- Death-Major Character
- Fix It
Dís daughter of Thrain son of Thror was not impressed when she entered the mountain her brother had reclaimed. She looked at the gates: barely serviceable, although she supposed a battle could do that. Slowly sweeping her eyes across the entrance hall, Dís’s eyes fell on the small hobbit nervously shifting in front of her. His curly hair barely fell to his chin and was only adorned with a single braid. Squinting, she recognized the bead her brother had cherished their entire lives; he swore it would be for his One.
“So this is the hobbit.”
The statement met with multiple flinches, and the hobbit himself stepped back. Around them bustling dwarves led her caravan out of the way. There were no words of welcome, just business, as if this was an ordinary day, not something worthy of a grand speech. It was hard to fathom.
“Princess Dís,” Balin bowed low, “we’re relieved you have arrived safely. Welcome home.”
“Thank you,” she let her disappointment show through, “this is not quite what I had in mind.” Apparently her words were enough to make the hobbit grow a backbone.
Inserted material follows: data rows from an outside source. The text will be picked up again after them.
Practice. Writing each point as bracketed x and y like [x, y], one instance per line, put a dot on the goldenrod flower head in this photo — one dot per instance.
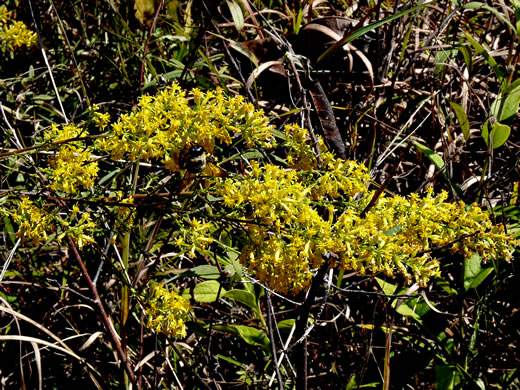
[163, 126]
[125, 216]
[167, 311]
[14, 34]
[73, 165]
[34, 224]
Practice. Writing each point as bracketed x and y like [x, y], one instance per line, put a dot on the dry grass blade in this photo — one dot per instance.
[38, 360]
[67, 350]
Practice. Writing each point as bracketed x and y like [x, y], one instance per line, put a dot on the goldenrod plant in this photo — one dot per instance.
[14, 34]
[171, 216]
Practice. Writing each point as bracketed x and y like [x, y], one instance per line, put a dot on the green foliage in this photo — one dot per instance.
[215, 239]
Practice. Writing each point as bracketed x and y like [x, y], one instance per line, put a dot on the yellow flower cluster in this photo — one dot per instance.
[287, 235]
[14, 34]
[196, 237]
[293, 218]
[167, 311]
[165, 125]
[78, 226]
[36, 225]
[125, 216]
[73, 166]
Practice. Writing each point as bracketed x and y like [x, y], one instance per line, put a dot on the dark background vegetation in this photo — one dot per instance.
[395, 115]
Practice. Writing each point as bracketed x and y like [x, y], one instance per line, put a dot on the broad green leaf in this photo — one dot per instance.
[435, 158]
[242, 296]
[506, 105]
[462, 118]
[236, 14]
[249, 334]
[206, 292]
[388, 288]
[499, 135]
[206, 271]
[474, 274]
[483, 52]
[446, 377]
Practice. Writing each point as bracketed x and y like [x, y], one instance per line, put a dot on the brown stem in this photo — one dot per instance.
[114, 338]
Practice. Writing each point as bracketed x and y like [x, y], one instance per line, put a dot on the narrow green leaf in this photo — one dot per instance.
[466, 53]
[363, 30]
[498, 14]
[206, 271]
[471, 269]
[206, 292]
[462, 118]
[236, 14]
[435, 158]
[244, 51]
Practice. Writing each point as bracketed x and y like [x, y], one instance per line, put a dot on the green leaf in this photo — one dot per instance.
[249, 334]
[506, 105]
[242, 296]
[462, 118]
[365, 29]
[499, 135]
[236, 14]
[388, 288]
[244, 51]
[206, 271]
[466, 53]
[474, 274]
[483, 52]
[446, 377]
[498, 14]
[435, 158]
[393, 231]
[208, 291]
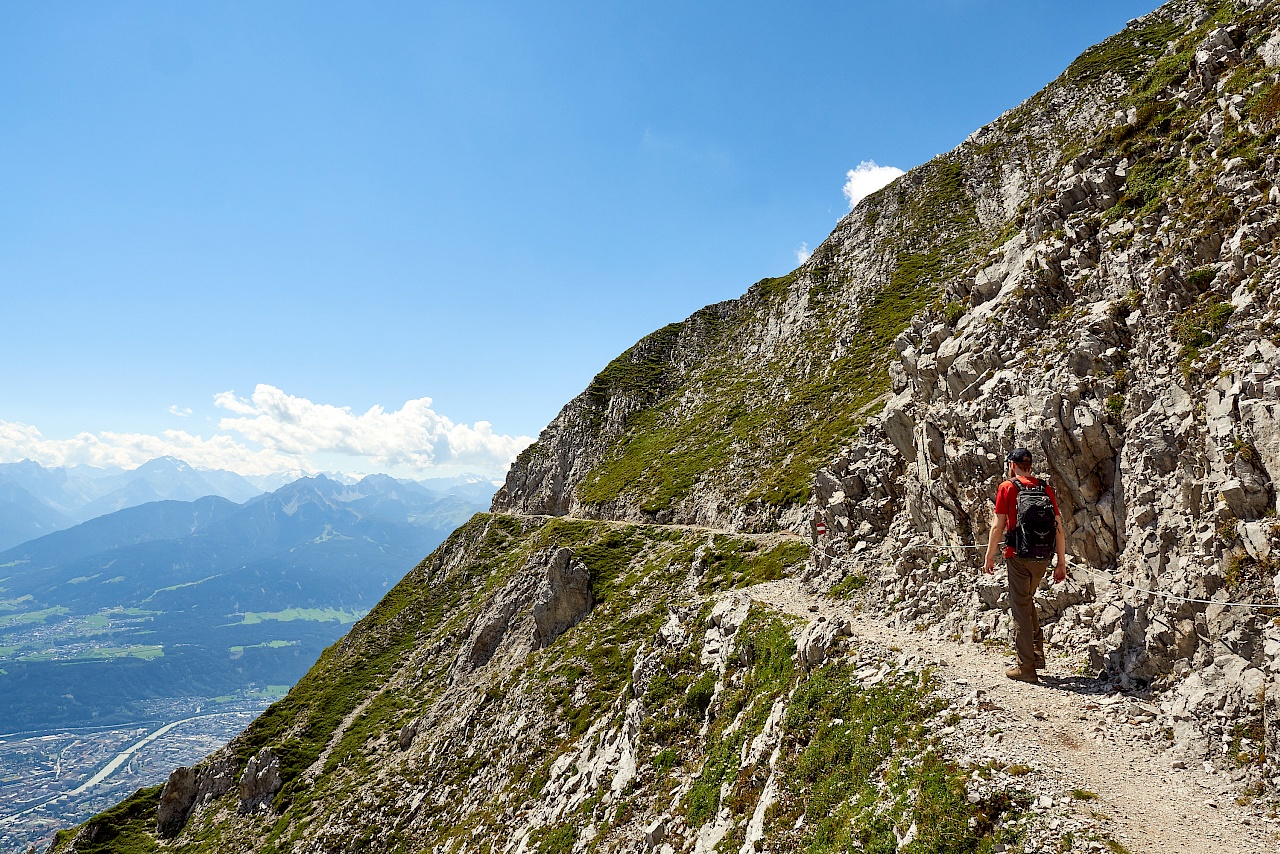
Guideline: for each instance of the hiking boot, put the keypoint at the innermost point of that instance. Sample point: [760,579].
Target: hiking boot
[1022,675]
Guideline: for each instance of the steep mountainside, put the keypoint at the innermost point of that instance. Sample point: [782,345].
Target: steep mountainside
[1092,275]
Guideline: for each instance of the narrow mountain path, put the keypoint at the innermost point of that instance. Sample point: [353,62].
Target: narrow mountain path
[1061,727]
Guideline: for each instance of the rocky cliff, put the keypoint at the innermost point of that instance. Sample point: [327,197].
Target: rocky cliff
[635,652]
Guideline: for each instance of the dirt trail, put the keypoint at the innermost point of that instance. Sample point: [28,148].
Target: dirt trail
[1060,727]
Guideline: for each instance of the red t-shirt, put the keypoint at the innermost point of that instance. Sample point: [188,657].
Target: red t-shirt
[1006,503]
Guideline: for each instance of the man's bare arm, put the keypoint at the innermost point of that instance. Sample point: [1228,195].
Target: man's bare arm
[997,534]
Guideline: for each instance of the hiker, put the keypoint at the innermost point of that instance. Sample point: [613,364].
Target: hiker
[1029,540]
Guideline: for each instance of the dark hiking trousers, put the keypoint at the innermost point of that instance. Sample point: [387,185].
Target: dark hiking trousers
[1024,576]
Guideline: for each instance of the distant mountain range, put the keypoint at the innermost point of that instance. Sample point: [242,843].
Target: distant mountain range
[36,501]
[204,597]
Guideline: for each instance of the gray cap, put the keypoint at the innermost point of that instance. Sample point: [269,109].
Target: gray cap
[1020,456]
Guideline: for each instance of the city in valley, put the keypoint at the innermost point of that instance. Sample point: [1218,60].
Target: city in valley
[58,779]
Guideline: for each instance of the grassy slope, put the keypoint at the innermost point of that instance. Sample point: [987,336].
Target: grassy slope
[758,428]
[824,770]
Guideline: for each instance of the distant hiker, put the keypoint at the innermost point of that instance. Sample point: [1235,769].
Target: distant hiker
[1031,540]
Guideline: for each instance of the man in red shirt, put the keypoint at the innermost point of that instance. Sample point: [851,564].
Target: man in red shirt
[1024,574]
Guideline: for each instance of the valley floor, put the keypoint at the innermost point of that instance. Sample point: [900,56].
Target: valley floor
[1075,739]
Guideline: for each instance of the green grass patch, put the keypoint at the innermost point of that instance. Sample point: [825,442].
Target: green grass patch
[32,617]
[1125,53]
[124,829]
[289,615]
[737,563]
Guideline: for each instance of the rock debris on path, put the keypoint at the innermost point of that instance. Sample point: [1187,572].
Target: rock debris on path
[1075,739]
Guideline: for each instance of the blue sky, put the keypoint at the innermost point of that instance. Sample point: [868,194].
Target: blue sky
[325,208]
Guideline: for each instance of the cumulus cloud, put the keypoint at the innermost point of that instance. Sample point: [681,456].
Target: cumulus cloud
[131,450]
[414,435]
[272,432]
[865,179]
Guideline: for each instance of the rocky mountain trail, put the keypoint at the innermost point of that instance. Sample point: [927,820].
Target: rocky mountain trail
[1093,756]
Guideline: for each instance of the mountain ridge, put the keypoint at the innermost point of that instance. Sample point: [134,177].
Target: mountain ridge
[1057,281]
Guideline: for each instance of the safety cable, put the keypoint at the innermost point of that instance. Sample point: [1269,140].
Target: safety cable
[1101,575]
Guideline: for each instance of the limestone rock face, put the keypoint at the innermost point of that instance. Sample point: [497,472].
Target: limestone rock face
[186,789]
[1093,275]
[562,599]
[260,781]
[1136,354]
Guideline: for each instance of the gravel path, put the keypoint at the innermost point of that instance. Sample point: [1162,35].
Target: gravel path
[1074,736]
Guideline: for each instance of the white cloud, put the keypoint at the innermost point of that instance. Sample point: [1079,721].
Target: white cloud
[275,432]
[412,437]
[131,450]
[865,179]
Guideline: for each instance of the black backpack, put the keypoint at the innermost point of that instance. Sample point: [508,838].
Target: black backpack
[1034,531]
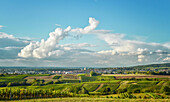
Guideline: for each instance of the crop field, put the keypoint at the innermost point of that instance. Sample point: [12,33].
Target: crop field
[138,76]
[99,88]
[87,99]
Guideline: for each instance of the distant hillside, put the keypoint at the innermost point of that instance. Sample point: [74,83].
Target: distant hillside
[152,65]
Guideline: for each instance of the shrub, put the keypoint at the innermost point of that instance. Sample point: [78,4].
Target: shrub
[136,91]
[56,77]
[50,82]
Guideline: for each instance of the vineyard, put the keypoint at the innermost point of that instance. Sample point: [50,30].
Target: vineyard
[53,86]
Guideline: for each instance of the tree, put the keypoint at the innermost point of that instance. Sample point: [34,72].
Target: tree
[83,91]
[92,73]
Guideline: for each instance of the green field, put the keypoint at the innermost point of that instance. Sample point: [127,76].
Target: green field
[87,99]
[83,88]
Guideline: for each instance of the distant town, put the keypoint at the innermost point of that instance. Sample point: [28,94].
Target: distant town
[145,69]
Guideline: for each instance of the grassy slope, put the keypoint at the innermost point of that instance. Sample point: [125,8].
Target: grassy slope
[87,99]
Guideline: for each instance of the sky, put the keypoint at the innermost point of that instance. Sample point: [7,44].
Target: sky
[84,33]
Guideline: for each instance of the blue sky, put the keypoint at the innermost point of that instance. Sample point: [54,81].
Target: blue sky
[146,21]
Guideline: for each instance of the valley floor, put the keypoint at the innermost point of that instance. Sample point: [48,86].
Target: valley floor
[88,99]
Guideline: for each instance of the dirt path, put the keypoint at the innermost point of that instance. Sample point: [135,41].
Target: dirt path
[101,85]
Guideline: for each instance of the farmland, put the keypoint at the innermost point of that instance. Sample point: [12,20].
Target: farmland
[100,87]
[85,87]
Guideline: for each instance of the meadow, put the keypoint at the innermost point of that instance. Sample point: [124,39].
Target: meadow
[85,88]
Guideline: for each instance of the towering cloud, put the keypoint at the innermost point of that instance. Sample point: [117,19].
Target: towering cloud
[121,51]
[50,46]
“Perhaps you should have waited until we had a chance to repair then, instead of just deciding to cross Middle Earth on your own,” the hobbit retorted. Dís chose to ignore the muffled chuckles from Dwalin and raised her eyebrow.
“May I present His Highness, Prince Consort Bilbo Baggins,” Balin hurriedly stepped in, “Bilbo, this is Her Highness, Princess Dís, daughter of Thrain, son of Thror of the line of Durin.”
“A pleasure to meet you,” judging by his tone, Bilbo was biting back a few choice words.
The staring match they engaged in seemed to make everyone uncomfortable, but this early on Dís was not willing to give in to the hobbit her brother had married. As the last of their line with a sound mind, it was her job to weigh his worthiness. She couldn’t just trust that Fíli, Kíli, and Thorin weren’t being led astray by a pretty face.
“I would like to see my family,” Dís didn’t take her eyes off the hobbit, taking in his flinch and the way he hunched in on himself.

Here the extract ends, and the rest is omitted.